I close my eyes and feel the calming breeze through my hair.

What should I do about Ethan? I don't have feelings for him. I love Grayson. But I don't want to hurt Ethan either.

I lay back in the sand and sigh in frustration.

Why is my life so difficult?

I'm so distracted from my thoughts that I don't realize what time it is. I look at my phone.

Shit! It's already 8:38!

I rush to my car and drive home a bit in a hurry.

*Skip car ride*

When I get to my house, I see another car parked there.

Maybe they have some friends over

I walk up to the front door, and turn the knob to find that it's unlocked.

Weird..... They always lock the door.

I walk in, but I don't see anyone around. I hear something from Grays room so I walk towards his door. I smile and decide to scare him.

I slowly open the door, and I see something that makes my heart stop. He's laying on his bed, but he's not by himself.

He's with Meredith. And they're making out.

His hands on her ass, and she has her shirt off. I fully open the door and they turn to look at me. I feel like someone just ripped my heart out, then filled my lungs with cement. The pain I feel at this moment is so much more painful the getting punched in the gut and kicked in the face.

I'm shocked like anybody else would be. I'm tearing up, but I manage to keep the tears from spilling. I'm not going to give them the satisfaction of watching me suffer.

I turn away and run back to my car. I'm sobbing uncontrollably, and I can't breath. Everything is blurry, it's like I'm having a panic attack. I've had many of those before and I know how it feels.
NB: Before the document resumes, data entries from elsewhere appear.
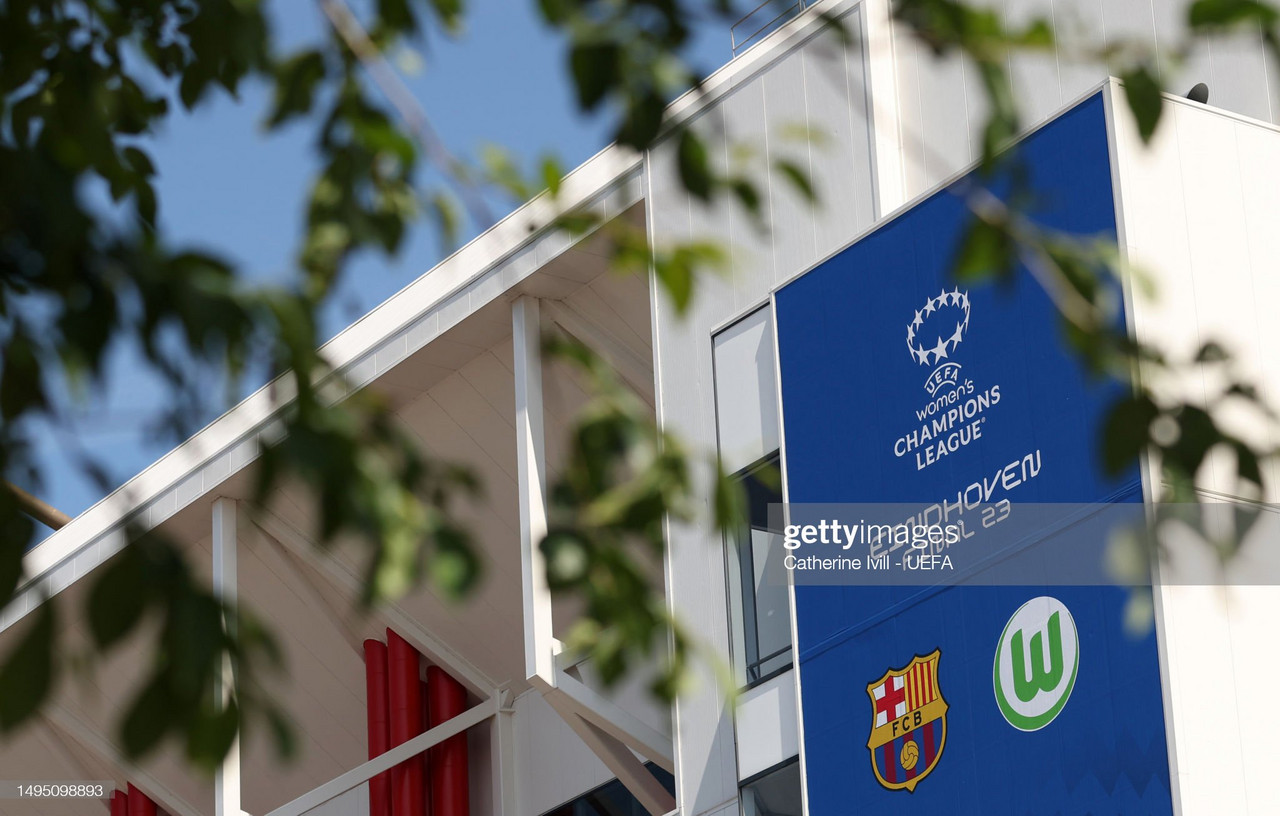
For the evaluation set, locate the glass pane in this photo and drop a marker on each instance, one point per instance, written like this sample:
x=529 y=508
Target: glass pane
x=773 y=794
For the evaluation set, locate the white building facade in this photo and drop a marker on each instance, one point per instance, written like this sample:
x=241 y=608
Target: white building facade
x=1174 y=720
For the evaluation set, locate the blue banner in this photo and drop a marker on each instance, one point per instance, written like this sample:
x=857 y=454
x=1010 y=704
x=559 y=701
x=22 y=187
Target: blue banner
x=901 y=386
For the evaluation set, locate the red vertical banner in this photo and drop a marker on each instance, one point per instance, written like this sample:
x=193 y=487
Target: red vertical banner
x=426 y=755
x=447 y=698
x=378 y=718
x=403 y=683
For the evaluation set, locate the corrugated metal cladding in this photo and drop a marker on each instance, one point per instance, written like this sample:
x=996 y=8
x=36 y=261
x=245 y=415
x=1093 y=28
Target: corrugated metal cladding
x=821 y=85
x=929 y=111
x=940 y=100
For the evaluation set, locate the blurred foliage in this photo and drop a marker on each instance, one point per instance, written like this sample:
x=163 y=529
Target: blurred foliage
x=86 y=83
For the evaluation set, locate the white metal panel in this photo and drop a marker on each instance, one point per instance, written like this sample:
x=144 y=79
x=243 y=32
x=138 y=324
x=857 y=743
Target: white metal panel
x=792 y=243
x=705 y=752
x=748 y=154
x=1198 y=211
x=552 y=764
x=942 y=106
x=1238 y=64
x=767 y=728
x=836 y=106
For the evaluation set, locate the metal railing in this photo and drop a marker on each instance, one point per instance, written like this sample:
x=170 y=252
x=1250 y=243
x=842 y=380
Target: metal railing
x=781 y=10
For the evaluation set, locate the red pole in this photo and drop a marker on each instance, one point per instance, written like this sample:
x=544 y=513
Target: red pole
x=426 y=756
x=451 y=794
x=378 y=718
x=140 y=805
x=406 y=721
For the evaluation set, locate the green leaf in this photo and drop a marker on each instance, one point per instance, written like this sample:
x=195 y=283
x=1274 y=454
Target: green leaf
x=552 y=175
x=16 y=533
x=1211 y=353
x=1146 y=101
x=1215 y=14
x=987 y=251
x=27 y=677
x=1127 y=431
x=119 y=596
x=211 y=733
x=594 y=67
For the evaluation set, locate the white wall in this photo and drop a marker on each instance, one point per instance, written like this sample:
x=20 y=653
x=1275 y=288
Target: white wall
x=1201 y=215
x=816 y=82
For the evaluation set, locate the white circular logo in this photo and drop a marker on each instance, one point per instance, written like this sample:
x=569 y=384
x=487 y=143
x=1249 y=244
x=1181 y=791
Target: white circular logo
x=1037 y=659
x=938 y=326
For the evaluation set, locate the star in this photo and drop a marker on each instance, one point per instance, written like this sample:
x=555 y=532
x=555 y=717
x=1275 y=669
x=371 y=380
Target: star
x=940 y=351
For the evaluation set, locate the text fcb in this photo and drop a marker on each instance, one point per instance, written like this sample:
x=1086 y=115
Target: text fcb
x=909 y=723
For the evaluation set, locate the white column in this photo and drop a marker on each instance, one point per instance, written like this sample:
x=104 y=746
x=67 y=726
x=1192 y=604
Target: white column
x=504 y=782
x=531 y=467
x=886 y=127
x=227 y=785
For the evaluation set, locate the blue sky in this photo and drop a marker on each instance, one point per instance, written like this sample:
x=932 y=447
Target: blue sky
x=225 y=186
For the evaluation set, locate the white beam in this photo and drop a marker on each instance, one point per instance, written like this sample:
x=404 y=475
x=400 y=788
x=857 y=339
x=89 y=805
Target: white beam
x=885 y=123
x=617 y=721
x=385 y=761
x=346 y=580
x=227 y=782
x=617 y=757
x=69 y=725
x=531 y=468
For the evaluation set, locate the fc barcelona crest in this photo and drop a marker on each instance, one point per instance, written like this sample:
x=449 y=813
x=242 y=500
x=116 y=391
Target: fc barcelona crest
x=909 y=723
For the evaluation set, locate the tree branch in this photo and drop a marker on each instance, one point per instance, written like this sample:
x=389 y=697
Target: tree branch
x=37 y=509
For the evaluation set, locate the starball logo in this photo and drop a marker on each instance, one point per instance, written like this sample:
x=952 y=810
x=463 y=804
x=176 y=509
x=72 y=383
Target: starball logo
x=954 y=415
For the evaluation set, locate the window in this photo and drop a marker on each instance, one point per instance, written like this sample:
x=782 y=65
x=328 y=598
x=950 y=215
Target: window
x=776 y=792
x=748 y=431
x=759 y=606
x=612 y=798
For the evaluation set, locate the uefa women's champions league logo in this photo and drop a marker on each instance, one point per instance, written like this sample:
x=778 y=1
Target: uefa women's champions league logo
x=935 y=334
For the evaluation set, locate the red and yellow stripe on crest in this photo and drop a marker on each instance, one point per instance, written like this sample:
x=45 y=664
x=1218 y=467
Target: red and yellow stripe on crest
x=920 y=684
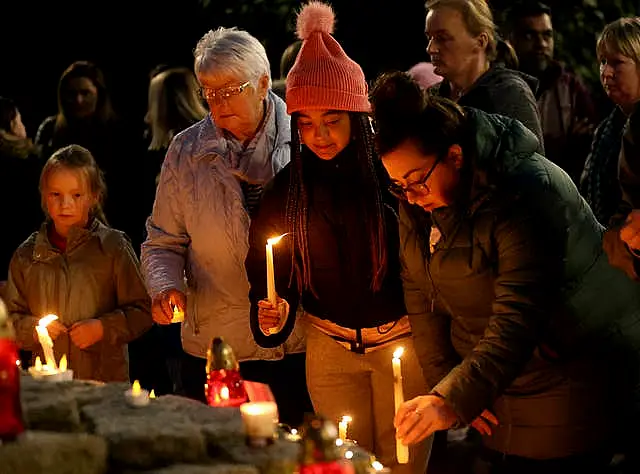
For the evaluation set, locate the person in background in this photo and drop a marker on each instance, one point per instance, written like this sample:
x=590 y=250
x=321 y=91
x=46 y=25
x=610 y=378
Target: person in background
x=424 y=75
x=19 y=168
x=567 y=112
x=466 y=51
x=286 y=63
x=618 y=50
x=80 y=269
x=86 y=117
x=211 y=181
x=340 y=257
x=518 y=318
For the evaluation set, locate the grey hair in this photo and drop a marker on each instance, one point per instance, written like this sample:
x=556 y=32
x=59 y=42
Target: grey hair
x=232 y=51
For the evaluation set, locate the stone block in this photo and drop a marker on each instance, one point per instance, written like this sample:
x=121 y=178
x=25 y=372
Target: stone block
x=54 y=453
x=145 y=437
x=48 y=406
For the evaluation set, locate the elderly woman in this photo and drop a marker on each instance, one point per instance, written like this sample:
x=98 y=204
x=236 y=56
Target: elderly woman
x=515 y=311
x=618 y=50
x=211 y=179
x=465 y=50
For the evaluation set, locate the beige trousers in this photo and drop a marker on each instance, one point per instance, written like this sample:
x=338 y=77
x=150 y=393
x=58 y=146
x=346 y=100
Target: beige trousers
x=342 y=382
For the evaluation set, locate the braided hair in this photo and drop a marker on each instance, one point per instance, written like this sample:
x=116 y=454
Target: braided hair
x=371 y=202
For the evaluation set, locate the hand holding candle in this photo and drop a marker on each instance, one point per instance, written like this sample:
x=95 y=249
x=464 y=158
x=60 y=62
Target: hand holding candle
x=402 y=451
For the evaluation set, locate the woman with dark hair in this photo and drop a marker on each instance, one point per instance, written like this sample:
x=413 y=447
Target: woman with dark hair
x=86 y=117
x=340 y=257
x=515 y=312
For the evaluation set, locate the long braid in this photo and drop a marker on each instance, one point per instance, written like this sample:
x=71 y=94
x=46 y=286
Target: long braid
x=372 y=196
x=297 y=211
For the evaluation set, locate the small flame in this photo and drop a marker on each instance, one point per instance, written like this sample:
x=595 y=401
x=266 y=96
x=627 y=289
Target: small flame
x=275 y=240
x=46 y=320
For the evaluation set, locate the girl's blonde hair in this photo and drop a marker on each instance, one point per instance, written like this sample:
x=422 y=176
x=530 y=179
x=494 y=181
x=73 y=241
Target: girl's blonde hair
x=621 y=36
x=78 y=159
x=477 y=17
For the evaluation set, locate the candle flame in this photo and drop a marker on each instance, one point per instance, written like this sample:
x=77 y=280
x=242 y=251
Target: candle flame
x=275 y=240
x=46 y=320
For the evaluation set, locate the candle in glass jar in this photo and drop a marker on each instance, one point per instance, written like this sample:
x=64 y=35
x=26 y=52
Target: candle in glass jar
x=402 y=451
x=260 y=420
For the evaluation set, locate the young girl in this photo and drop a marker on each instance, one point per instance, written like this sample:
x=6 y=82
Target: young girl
x=81 y=270
x=343 y=243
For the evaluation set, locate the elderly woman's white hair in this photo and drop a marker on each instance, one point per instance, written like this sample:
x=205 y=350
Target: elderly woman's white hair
x=232 y=51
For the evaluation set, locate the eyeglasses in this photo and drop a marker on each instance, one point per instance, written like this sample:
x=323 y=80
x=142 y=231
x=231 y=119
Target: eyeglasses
x=224 y=93
x=418 y=187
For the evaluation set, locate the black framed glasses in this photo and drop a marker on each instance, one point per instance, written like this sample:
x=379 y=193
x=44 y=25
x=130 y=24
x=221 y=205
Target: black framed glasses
x=224 y=93
x=418 y=187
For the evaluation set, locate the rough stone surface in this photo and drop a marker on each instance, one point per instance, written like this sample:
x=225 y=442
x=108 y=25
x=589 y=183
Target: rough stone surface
x=145 y=437
x=88 y=428
x=54 y=453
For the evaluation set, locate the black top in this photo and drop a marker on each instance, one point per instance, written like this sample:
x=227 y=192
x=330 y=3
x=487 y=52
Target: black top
x=339 y=249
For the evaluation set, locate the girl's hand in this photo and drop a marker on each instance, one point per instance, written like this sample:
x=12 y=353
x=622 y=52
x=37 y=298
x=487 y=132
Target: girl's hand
x=86 y=333
x=419 y=418
x=271 y=317
x=54 y=328
x=163 y=303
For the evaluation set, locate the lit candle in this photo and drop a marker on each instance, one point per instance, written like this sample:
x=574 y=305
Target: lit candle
x=45 y=340
x=260 y=420
x=402 y=451
x=178 y=315
x=136 y=396
x=343 y=427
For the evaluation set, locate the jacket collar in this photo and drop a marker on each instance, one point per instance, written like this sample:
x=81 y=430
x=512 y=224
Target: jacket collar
x=44 y=250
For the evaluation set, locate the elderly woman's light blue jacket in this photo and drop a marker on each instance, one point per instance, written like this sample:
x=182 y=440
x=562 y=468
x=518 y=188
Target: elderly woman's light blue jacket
x=198 y=231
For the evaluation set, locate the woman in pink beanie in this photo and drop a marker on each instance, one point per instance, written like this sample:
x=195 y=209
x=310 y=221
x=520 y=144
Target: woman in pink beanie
x=340 y=257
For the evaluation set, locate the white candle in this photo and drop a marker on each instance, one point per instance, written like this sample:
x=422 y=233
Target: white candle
x=260 y=420
x=402 y=451
x=136 y=396
x=45 y=340
x=343 y=427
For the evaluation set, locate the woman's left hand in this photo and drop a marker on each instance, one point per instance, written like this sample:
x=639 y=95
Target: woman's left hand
x=86 y=333
x=417 y=419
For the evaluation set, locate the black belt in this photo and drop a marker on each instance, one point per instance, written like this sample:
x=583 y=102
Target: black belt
x=359 y=347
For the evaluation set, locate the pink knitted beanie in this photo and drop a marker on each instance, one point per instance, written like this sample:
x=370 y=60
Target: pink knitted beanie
x=323 y=76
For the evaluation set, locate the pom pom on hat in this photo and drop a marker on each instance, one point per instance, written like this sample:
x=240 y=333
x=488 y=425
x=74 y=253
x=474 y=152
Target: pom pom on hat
x=323 y=76
x=315 y=17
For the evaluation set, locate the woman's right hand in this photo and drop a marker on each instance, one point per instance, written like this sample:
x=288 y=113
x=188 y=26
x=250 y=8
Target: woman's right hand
x=163 y=303
x=270 y=317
Its like your world is crumbling around you, slowly. And there is absolutely nothing that you can do to stop.

He promised me that he wouldn't hurt me again. I should have never trusted him. I should have never let my guard down and fallen in love with him.

I see him trying to run over to me, and it looks like he can barely keep himself up. I ignore him calling my name and just drive away. I frantacly try to grab my phone and I call the only person that I could think of.